# Healthy Hot Mama's Journal



## healthyhotmama (Feb 21, 2008)

What better way to motivate you than to humiliate yourself to the world.  LOL...Joking.  I keep an online blog, but I figured it wouldn't hurt to start a workout journal here also.  

Okay, my goals:

Lose 30 pounds of fat while gaining muscle. As soon as I completely lean out I will concentrate on building muscle.  My ultimate goal is to be 150 pounds of muscle, which would be a hell of a feat considering I am 4'11".  The original goal was to just get as lean as possible, but now I am totally addcted to the burn.  I want to pack on as much muscle as possible, but doing it 100% natural. 
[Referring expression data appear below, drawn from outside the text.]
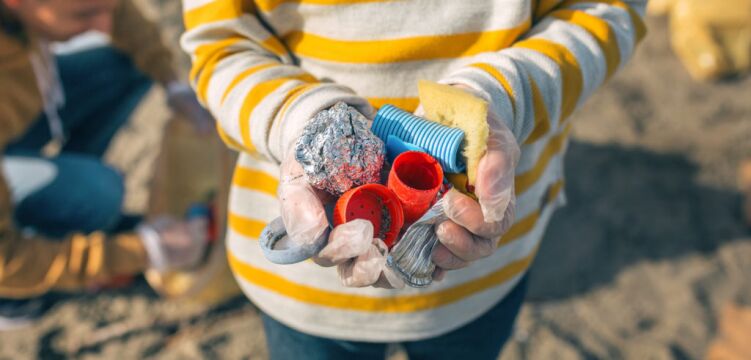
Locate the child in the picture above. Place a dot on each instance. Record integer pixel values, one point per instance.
(265, 68)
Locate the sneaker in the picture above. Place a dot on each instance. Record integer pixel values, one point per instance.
(17, 314)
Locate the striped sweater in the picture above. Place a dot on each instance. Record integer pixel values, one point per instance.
(265, 67)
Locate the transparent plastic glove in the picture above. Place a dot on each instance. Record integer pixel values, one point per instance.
(360, 258)
(302, 206)
(475, 226)
(175, 245)
(183, 101)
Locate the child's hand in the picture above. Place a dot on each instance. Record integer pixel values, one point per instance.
(302, 206)
(474, 228)
(360, 258)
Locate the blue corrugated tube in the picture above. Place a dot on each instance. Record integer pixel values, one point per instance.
(441, 142)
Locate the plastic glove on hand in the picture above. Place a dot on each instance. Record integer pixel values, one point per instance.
(302, 229)
(359, 257)
(475, 226)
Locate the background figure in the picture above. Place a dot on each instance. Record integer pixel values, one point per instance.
(62, 219)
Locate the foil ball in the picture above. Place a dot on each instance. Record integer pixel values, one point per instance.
(338, 151)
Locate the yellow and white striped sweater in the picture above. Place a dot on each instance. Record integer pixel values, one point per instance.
(265, 67)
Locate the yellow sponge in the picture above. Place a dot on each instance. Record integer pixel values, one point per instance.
(454, 107)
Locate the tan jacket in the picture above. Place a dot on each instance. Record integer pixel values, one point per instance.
(31, 266)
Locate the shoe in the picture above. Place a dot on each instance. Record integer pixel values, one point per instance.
(17, 314)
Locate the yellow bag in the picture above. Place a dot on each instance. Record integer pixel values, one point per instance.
(712, 38)
(191, 166)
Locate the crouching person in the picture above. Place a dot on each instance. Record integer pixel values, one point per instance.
(61, 223)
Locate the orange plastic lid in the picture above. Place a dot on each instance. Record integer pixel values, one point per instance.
(375, 203)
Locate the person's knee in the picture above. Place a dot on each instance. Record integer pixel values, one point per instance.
(107, 196)
(85, 196)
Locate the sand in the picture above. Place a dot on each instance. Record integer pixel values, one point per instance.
(637, 266)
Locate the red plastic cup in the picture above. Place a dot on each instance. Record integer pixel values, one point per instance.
(375, 203)
(415, 178)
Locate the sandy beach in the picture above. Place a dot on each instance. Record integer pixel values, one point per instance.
(638, 265)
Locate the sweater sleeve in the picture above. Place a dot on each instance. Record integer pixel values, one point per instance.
(245, 76)
(572, 47)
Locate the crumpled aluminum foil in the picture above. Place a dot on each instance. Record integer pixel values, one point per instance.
(338, 151)
(412, 257)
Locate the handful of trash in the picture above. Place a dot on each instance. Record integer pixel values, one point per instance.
(390, 174)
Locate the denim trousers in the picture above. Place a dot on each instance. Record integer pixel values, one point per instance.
(481, 339)
(75, 191)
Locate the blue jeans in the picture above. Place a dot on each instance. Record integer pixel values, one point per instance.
(102, 88)
(482, 338)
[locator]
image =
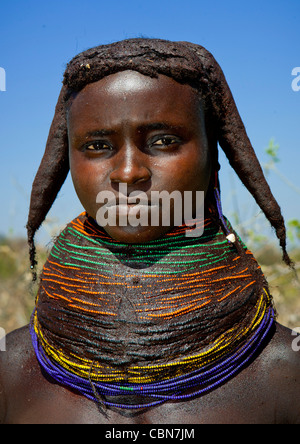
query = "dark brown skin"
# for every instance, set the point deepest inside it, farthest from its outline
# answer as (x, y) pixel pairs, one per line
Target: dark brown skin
(174, 156)
(131, 129)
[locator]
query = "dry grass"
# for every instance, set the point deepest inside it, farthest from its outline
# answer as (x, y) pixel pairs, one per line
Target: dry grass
(17, 293)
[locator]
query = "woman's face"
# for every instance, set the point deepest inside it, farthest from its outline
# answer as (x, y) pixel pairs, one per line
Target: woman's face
(129, 133)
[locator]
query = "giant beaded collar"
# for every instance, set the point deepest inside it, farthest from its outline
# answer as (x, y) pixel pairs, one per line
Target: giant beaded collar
(167, 320)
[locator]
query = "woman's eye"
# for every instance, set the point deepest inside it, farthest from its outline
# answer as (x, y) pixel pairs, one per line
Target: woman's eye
(97, 146)
(165, 141)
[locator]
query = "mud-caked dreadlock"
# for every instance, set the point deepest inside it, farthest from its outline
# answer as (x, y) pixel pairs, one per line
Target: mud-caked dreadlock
(184, 62)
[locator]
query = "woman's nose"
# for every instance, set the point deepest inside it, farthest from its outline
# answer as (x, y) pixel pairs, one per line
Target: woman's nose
(130, 167)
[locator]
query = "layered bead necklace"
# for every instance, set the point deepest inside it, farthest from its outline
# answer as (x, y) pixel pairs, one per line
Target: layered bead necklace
(167, 320)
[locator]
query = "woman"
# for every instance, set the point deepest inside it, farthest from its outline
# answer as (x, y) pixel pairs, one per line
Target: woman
(149, 322)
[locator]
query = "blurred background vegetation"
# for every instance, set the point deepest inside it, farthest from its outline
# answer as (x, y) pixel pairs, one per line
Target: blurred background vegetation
(17, 292)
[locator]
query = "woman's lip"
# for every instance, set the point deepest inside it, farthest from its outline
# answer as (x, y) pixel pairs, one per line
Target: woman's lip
(126, 209)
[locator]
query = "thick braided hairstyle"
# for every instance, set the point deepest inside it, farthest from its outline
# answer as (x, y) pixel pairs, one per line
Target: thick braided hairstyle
(184, 62)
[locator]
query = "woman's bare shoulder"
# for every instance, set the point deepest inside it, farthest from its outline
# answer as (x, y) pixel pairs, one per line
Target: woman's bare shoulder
(279, 365)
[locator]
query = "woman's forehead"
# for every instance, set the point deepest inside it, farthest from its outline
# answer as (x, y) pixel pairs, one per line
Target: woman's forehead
(135, 97)
(133, 88)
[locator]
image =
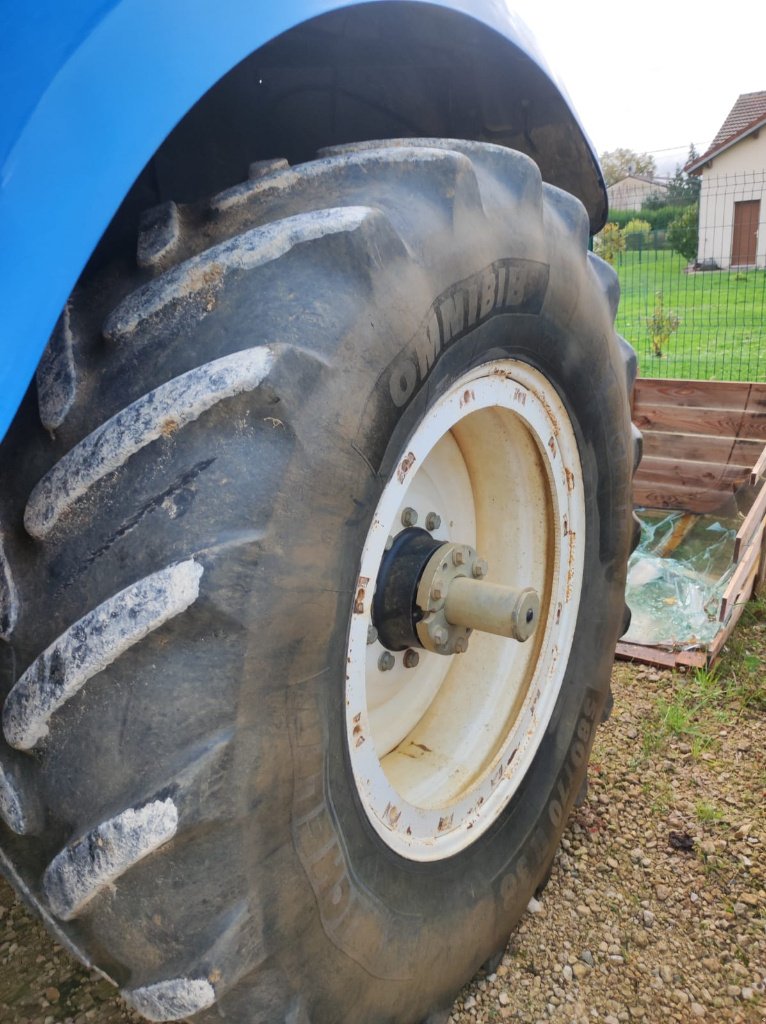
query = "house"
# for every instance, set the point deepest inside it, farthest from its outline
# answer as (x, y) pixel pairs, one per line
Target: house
(732, 198)
(631, 193)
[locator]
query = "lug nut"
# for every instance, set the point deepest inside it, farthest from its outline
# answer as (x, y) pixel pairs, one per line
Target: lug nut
(409, 517)
(433, 521)
(439, 635)
(386, 662)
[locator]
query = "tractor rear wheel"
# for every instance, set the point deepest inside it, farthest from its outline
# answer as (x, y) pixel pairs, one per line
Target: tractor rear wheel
(254, 766)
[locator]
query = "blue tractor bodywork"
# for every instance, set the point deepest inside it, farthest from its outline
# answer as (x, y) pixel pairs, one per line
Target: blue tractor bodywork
(104, 99)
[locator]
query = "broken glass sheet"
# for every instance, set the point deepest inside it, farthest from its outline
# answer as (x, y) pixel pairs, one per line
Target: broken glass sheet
(676, 578)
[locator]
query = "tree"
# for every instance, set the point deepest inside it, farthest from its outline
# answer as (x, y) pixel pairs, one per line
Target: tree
(683, 230)
(683, 189)
(618, 164)
(609, 243)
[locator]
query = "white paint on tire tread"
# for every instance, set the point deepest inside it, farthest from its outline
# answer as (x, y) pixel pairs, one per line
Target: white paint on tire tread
(93, 643)
(159, 235)
(205, 273)
(56, 376)
(161, 413)
(173, 999)
(11, 804)
(87, 866)
(8, 596)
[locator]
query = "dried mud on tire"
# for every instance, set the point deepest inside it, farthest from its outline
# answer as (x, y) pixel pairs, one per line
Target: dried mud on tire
(672, 935)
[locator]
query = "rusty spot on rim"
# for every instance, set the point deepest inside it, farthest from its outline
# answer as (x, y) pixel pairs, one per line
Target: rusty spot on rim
(358, 604)
(407, 464)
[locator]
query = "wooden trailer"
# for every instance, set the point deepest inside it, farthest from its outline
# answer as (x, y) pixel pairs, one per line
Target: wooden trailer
(705, 452)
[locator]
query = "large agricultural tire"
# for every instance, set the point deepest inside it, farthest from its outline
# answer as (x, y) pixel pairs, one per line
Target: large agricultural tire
(197, 793)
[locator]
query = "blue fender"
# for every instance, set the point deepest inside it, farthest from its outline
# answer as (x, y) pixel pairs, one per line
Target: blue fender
(90, 90)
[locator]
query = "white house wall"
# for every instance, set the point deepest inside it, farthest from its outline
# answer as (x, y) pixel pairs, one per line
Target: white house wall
(736, 175)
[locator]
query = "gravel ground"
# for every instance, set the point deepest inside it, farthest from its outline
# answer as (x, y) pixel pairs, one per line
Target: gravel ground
(655, 909)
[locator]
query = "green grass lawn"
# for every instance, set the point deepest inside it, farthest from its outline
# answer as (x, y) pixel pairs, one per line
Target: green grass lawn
(722, 330)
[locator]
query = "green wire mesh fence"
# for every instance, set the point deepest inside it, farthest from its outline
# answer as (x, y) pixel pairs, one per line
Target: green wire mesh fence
(692, 275)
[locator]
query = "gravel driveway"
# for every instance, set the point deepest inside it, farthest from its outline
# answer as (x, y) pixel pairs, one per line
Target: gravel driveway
(655, 909)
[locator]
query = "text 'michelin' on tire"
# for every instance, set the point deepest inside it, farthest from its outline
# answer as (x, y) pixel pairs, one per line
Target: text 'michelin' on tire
(267, 751)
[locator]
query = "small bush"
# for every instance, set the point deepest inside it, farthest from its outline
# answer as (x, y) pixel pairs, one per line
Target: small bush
(637, 226)
(661, 326)
(609, 243)
(683, 231)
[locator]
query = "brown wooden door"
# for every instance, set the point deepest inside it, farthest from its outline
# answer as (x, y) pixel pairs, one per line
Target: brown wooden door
(745, 240)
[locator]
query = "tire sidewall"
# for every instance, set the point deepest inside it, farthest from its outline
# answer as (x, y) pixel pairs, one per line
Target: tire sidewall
(371, 891)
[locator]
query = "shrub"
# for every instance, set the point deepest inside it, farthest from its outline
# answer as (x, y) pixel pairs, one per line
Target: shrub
(661, 325)
(609, 243)
(683, 230)
(637, 226)
(637, 233)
I am currently doing cardio 7 days a week.  I know I am probably overdoing it, but I have a very sedetary job, so I need to get off my butt every day.  I am weight training 6 days a week rotating one body part per a day.  I was doing low weight and very high reps (25) and now I am going higher weight and lower reps (10-15).


----------



## DOMS (Feb 21, 2008)

What does your routine consist of?


----------



## healthyhotmama (Feb 21, 2008)

*Where I am at Now*

I took a quick pic of me to give a now photo.  I won't call it a before because I have been working for a long time.  The before pic was me last year at 228 pounds.  

I have my workout routine written out on my laptop.  I will grab it tonight and post it.  Thanks for asking.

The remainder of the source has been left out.